When Baby A left us, we received multiple phone calls from our agency asking us to take additional children. Every time we said no. We wanted to leave room for Baby A in our home. Our hearts needed time to heal. We observed a faulty system for months where time and time again it was so clear to us that the court order given to protect Baby A was being broken, yet no one was doing anything about it.
We figured it would take a miracle for anyone to care about this baby. A miracle for her to be returned. A miracle for her life to be protected.
Our favorite caseworker was on maternity leave until Nov and we did not want to welcome another child other than Baby A into our home without the support of a good caseworker. So, we knew we had a solid 5 months of waiting for Baby A or being open to having our own child.
I didn't want to try to get pregnant. I didn't want to get super excited to be pregnant to only learn I was not able to become pregnant. We had already had a tough year and I was not about to set myself up to be heart broken again.

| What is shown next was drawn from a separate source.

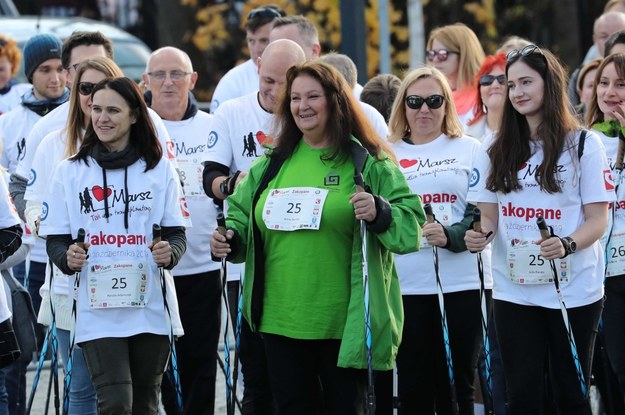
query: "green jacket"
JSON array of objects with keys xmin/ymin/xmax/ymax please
[{"xmin": 226, "ymin": 140, "xmax": 425, "ymax": 370}]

We chose to not try, but be open to becoming pregnant knowing we had about a 5 month window before we'd welcome a foster baby other than Baby A. Baby A would always have a place in our home whether we became pregnant or whether we welcomed another foster baby this fall.
To make a long story short, we became pregnant right away. Holding that positive pregnancy test was bitter sweet. I was obviously excited to be pregnant, but also thought it was God's way of telling me that Baby A was never coming back. Why else would we get pregnant so quickly when we weren't even trying?
Joel was away the week I took the test, so I planned a fun surprise to tell him when he arrived home. After I told him, he sat on the couch and told me that God had really worked in his heart that week. God had made it clear to Joel that He wanted us to take in another foster baby. Joel had plans of telling me that night that "we should be foster parents again sooner".
When I was 8 weeks pregnant and INCREDIBLY sick, I received a call from our caseworker notifying me that Baby A was removed from birth mom's home and they were on their way to bring her to our house. I literally screamed back to her "I'M PREGNANT AND SUPER SICK". She responded, "you'll still take her right?". My response, "well, yeah, of course, she's our daughter, but WOW....".
Baby A has been back and forth a little bit over the last month, but we're hopeful she is here to stay forever now. At the very least she'll be with us the next few months until the next court hearing.
The last 2 months have felt like a total whirlwind. I am 13 weeks pregnant and have never been so sick before in my life. I'm hoping I'm almost to the "feeling good stage". Baby H is due early April. I've been doing my best to care for a toddler and a growing baby while accepting any offers from friends to help me!
We're excited and a little nervous for 3 kids under the age of 3, but we also recognize God is writing our story, not us. He knows that we'll fail a lot as parents, but we feel super lucky He has chosen us to raise these three precious children.
1 comment:
Love, love, love it. I am so thankful for the way God is working as well-even though it is what we never could have imagined. I'm praying for you and Joel--for Z and A, for the courts to work wiht you and not against, and for healing in your body. I'm SOOO excited to go on this journey with you. Thanks for including us in His story of you. Love ya!